We all get a little down on ourselves, right? Picking out our insecurities, the constant feeling of not feeling good enough, you name it; you and I have felt that at one point. It’s just a bad day, not a bad life, they all say. It really is hard to get out of that mindset, the constant dragging and tearing yourself down. In middle school and the start of high school, I didn’t really know how overweight and unhealthy I was. I was made fun of constantly, but I always thought they were laughing with me and not at me. I was a walking joke to everyone.
Although I have (mostly) fixed my obesity issue, and no longer am I considered medically overweight, I still won’t take my shirt off at the pool with my friends because I don’t feel like I look good enough. I still get called fat, sometimes not sure if it is a joke or not, but I want to do better, and I am doing everything I can to be the person I want to be.
Since then, I have learned a lot about myself and others. Ends of friendships, a school change, and some other positive things have made me realize how narrow-minded I used to be. However, here are a few things I wish I told my middle school self.

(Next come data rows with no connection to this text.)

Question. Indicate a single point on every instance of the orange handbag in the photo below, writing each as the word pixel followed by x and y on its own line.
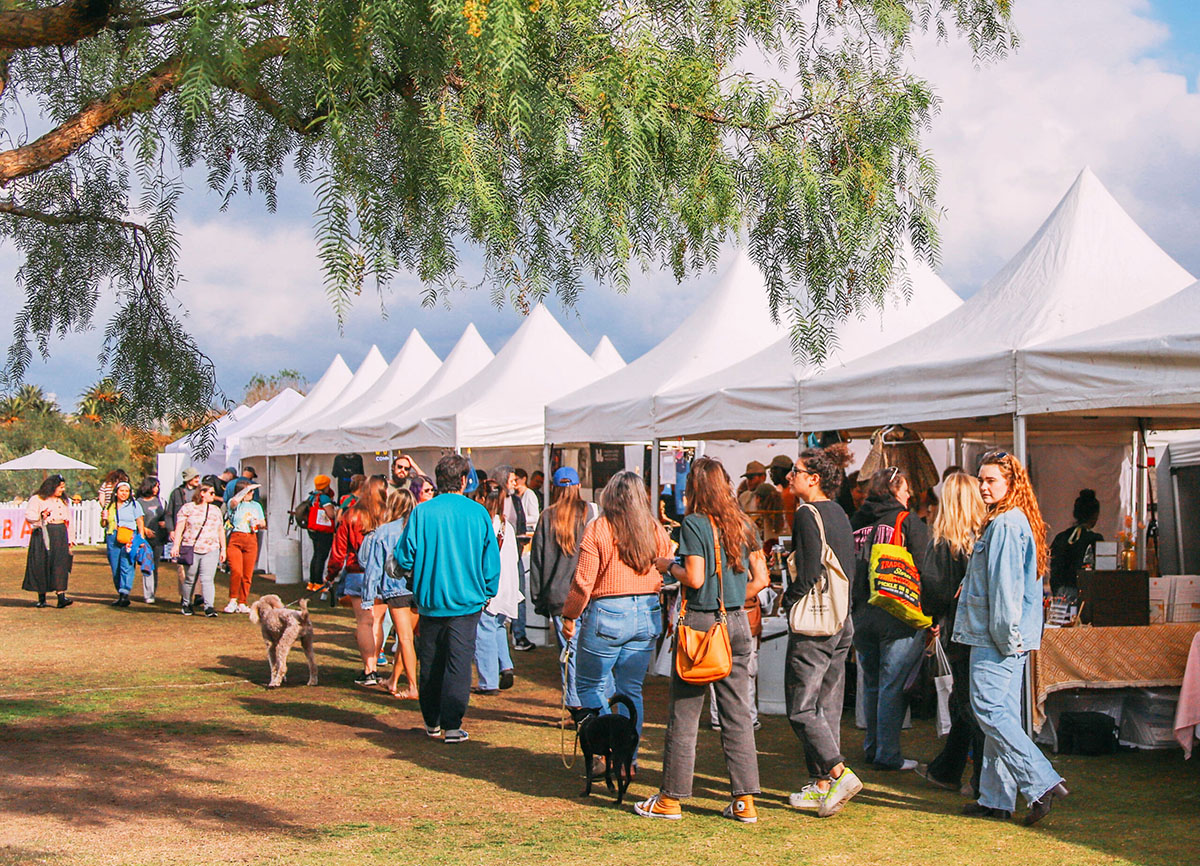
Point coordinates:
pixel 703 657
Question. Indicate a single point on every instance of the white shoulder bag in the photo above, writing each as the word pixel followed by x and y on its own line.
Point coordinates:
pixel 823 611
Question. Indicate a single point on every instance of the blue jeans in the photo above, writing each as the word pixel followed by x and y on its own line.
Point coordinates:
pixel 570 692
pixel 887 661
pixel 121 563
pixel 1011 761
pixel 616 642
pixel 492 649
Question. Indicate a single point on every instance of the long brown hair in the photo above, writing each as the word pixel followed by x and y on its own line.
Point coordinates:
pixel 634 528
pixel 568 516
pixel 709 493
pixel 1020 495
pixel 370 511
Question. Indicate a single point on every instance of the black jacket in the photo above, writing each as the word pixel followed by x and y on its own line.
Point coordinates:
pixel 883 511
pixel 551 570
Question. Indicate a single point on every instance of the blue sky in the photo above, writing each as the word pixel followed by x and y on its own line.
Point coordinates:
pixel 1107 83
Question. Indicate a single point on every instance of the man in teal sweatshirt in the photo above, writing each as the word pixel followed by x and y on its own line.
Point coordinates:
pixel 454 558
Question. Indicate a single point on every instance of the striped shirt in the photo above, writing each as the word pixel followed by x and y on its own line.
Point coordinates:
pixel 601 571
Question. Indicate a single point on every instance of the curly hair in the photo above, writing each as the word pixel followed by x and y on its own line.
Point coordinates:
pixel 1020 495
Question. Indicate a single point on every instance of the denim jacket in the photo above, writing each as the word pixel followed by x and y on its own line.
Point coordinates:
pixel 1001 600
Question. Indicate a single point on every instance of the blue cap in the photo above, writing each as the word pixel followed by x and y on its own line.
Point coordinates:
pixel 565 477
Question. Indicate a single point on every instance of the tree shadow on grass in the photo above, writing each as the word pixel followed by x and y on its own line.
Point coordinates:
pixel 130 768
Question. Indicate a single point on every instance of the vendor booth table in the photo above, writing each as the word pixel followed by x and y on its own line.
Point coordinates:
pixel 1109 659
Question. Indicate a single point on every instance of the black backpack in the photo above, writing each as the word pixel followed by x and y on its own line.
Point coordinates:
pixel 1087 733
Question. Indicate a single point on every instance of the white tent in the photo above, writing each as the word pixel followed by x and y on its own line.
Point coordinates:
pixel 405 377
pixel 1144 366
pixel 504 404
pixel 328 389
pixel 606 355
pixel 1089 264
pixel 760 395
pixel 726 326
pixel 465 361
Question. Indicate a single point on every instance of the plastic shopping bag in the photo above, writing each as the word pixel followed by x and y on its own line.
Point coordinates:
pixel 943 681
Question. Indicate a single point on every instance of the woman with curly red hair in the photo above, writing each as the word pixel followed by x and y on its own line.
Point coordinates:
pixel 1000 619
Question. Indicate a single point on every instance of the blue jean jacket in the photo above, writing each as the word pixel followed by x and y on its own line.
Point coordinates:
pixel 1001 600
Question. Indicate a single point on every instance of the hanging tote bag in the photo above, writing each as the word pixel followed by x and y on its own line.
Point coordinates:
pixel 822 612
pixel 943 683
pixel 894 579
pixel 703 657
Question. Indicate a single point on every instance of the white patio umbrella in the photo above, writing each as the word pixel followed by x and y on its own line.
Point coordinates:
pixel 46 459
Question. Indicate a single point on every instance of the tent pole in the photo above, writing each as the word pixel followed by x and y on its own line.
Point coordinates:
pixel 655 487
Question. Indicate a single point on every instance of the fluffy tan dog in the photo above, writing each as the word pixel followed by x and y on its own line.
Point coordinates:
pixel 281 627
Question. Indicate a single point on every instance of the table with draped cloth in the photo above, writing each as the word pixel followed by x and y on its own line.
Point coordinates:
pixel 1109 657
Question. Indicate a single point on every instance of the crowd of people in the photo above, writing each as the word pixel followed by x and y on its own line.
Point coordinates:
pixel 442 561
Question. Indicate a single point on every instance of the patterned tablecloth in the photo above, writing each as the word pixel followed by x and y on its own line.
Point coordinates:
pixel 1109 657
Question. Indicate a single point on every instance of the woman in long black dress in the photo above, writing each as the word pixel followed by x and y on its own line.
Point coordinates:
pixel 48 563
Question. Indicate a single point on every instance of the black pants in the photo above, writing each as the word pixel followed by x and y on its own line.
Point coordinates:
pixel 965 735
pixel 445 649
pixel 322 543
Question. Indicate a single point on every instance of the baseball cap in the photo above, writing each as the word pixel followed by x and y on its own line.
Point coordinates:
pixel 565 476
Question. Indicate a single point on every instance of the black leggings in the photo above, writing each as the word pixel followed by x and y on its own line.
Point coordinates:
pixel 322 543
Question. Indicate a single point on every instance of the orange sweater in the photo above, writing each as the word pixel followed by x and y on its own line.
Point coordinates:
pixel 601 571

Let those words roll off your back. Anyone who has experienced moderately-severe bullying like I have knows darn well that you never really let go of every little thing that they say. I remember in elementary school, there was an analogy. “If you hammer a nail into a fence, then remove the nail from the fence, the hole is still there even when the nail is gone.” I think that is a great analogy, and I agree with it. Sometimes it’s hard to let go what is said about you, but caring about other people’s rude and pointless opinions should not affect your self-image, be happy that by the grace of God you woke up (maybe) happy and healthy. Just because some jerk told you at lunch to go eat another twinkie doesn’t mean you have to care about what they think. It’s time-wasting.
You are loved. This was a big one back in the day. Those days of middle school rejection and self-distancing due to people being mean is not worth the emotional self-hurt you deliver yourself. I am grateful that I never had thoughts of hurting myself and others, and that eventually, all I needed was a school change. People love you no matter what, one of the easiest things in this world is to convince yourself that nobody truly loves you and accepts you for you. There is nothing better in this world than hearing the three words, “I love you”. Young Matt, you are loved. By your family, your (real) friends, by your two dogs and three cats, and especially your Great-Grandmother, Mimi.
Apply yourself. With a high school GPA of around 3.8 currently, you would never know that I had so much trouble with grades and that I failed my eighth grade english class and finished all my other classes with around a D. Silly Matt would always be playing Call of Duty while drinking Mountain Dew or watching dirt bike videos on Youtube. You gotta learn how to balance play and school. Luckily, my skills have improved and today I am much better with that. Although senioritis has hit me a bit, I am trying.
People who are worth it will love you for who you are. Self confidence, especially in the awkward years of middle school, is hard to come by. For me, the lines were blurred between genuine people and people who were your friend for the wrong reasons, or who were your friend off and on. Patience, young grasshopper. Let the right people come to you, and things will be okay.
I am not really ashamed of my past self. I embrace it as a positive experience in the long run. Without it, I don’t think I would appreciate all of my friends and family as much. Today I have a lot of good friends, playing with the Varsity soccer team (finally), and feeling pretty good about life in general. I am flying, working on my private pilot's license for college, and focusing on two jobs, school, and sports. I’d say I have my life pretty well figured out for now. I love myself and accept myself, and I am glad that my overall outlook on life has improved.